E nem sempre o ato de criar é só isso.
Depois, no aviso inicial, a autora informa que o livro tem como por objetivo que os leitores comecem a ver destruição criativa em TUDO.
É óbvio que qualquer leitura ou prática que leve alguém a ver a possibilidade de destruição criativa em TUDO, estará levando o leitor a um passo de pensar que TUDO pode ser destruído de forma irresponsável e inconseqüente, como se fosse um livro.
Sugere ainda que o leitor comece a viver de forma temerária, ou seja, de forma arriscada, sem medir as conseqüências, como se, simplesmente,brincasse com um livro.
Numa entrevista dada pela autora à Penguin Books, ela parece não perceber que seu livro ao incentivar o que ela chama de pequenos atos de rebeldia realizados no quotidiano e que podem acabar virando atos maiores, capazes de transformar vidas, podem colocar essas vidas em situações desesperadoras caso não haja o senso crítico baseado na experiência de vida que, em geral, o jovem ainda não tem.
Ela critica, com razão, nosso sistema de ensino que se baseia em aprender a agradar e obedecer aos professores, o que faz dele uma instituição ultrapassada e disfuncional, mas não percebe que os jovem ( e a maioria de seus milhões de jovens leitores têm feito, sem questionamento ) simplesmente estão obedecendo ordens: as dela, destruindo algo sem um objetivo final, como se participassem de um processo de “desprogramação” irresponsável que só leva à destruição sem a respectiva reconstrução.
Nessa entrevista ela vê como motivo de riso a afirmação de um crítico: “Os livros de Keri Smith podem destruir anos de educação dada pelos pais !”, apesar dela perceber que “o maravilhoso foi ver a diferença na forma como ele foi recebido por adultos e por crianças”. Mas, ao mesmo tempo, parece não perceber que justamente é esse o ponto a ser refletido: a quem poderá o livro ajudar ou prejudicar na formação ?
Destruir o que está posto, sem um objetivo responsável de recriar, desprezando ( como ela o faz na entrevista mencionada) os valores de uma vida inteira de costumes sociais, pode dar bons e maus resultados: nazismos, fascismos ou então modernismo, cubismo, e outros ismos que escreveram a história da humanidade.

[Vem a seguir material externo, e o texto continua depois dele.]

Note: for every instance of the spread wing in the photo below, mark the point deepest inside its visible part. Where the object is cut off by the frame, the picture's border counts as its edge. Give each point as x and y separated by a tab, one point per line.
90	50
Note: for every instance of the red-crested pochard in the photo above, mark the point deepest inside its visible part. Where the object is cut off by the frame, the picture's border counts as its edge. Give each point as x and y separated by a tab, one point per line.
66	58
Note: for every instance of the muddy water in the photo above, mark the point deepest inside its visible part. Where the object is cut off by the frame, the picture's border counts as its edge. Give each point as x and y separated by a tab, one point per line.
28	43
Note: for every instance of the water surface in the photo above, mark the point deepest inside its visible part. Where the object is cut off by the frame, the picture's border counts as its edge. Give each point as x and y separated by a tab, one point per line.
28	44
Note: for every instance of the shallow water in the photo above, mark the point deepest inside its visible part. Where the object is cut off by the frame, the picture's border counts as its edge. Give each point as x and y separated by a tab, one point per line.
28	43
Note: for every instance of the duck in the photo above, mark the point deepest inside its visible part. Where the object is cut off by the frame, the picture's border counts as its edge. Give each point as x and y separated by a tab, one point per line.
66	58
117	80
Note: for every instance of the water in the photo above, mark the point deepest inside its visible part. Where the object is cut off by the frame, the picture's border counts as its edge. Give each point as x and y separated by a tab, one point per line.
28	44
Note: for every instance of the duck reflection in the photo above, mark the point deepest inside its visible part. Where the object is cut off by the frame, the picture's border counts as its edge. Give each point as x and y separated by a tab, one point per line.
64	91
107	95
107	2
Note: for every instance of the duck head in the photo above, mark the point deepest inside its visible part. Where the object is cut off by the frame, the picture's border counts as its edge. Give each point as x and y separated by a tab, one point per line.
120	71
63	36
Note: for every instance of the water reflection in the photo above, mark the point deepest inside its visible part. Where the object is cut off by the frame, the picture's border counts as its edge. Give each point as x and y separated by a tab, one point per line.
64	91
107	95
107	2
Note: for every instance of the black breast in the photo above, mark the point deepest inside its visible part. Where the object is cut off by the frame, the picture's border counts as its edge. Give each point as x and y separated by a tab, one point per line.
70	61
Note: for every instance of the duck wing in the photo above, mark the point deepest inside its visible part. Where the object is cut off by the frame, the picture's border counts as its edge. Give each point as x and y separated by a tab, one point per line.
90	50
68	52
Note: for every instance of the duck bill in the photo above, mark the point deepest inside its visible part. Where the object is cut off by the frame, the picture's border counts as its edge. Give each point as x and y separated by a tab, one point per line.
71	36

Enfim, dependendo das mãos em que caírem as páginas do Destrua este diário, elas poderão continuar , como o nosso sistema educacional, formando pessoas que não pensam antes de obedecer, achando que as decisões que tomarem não passarão, sempre , de uma grande “zoação”, como costumam chamar qualquer tipo de quebra das convenções.
E não bem assim que funciona.
Mas não posso deixar de dizer que o trabalho de Keri Smith e seu livro destroçado deixou-me tão incomodado quanto a leitura de Nada, de Janne Teller e sua pilha de significados.